One official says the men may have fled the sprawling complex during the fighting and gotten lost.
The four-day confrontation that began when al-Qaida-affiliated militants stormed the remote desert natural gas complex and took captives was punctuated by exploding cars, attacks from helicopters and a final assault by Algerian special forces.
In all, 37 hostages, including an Algerian security guard, and 29 militants were killed, but five other foreign workers remain missing.
Are they dead? Did they attempt to flee the site after the attack like some other expatriates? Are they lost in the desert after taking a wrong turn? said an official who is part of Prime Minister Abdemalek Sellals office.
The Ain Amenas gas plant, jointly run by BP, Norways Statoil and the Algerian state oil company, is deep in the Sahara, about 800 miles south of the Mediterranean coast, with few population centers nearby.
More than 700 people work at the facility, including 130 foreigners from 26 countries who were targeted by the militants. The Islamists caught many of those foreign workers and wrapped some with explosives to use as human shields.

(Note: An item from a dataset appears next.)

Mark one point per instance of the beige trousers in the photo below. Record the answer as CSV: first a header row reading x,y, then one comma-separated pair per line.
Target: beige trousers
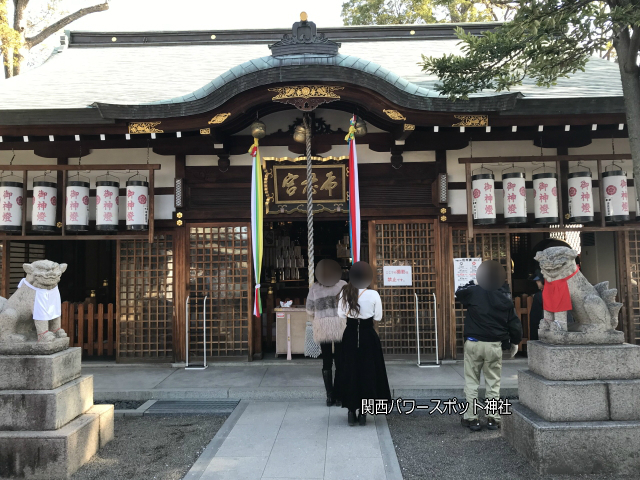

Many foreign and Algerian workers hid and then slipped out of the sprawling facility into the hard, featureless desert, eventually reaching the Algerian soldiers who had surrounded the complex.
The $2 billion complex, which came online in 2006, was showing signs of life again Tuesday. Dozens of workers swarmed in to clean it up after experts went through and removed explosives that had been planted by militants.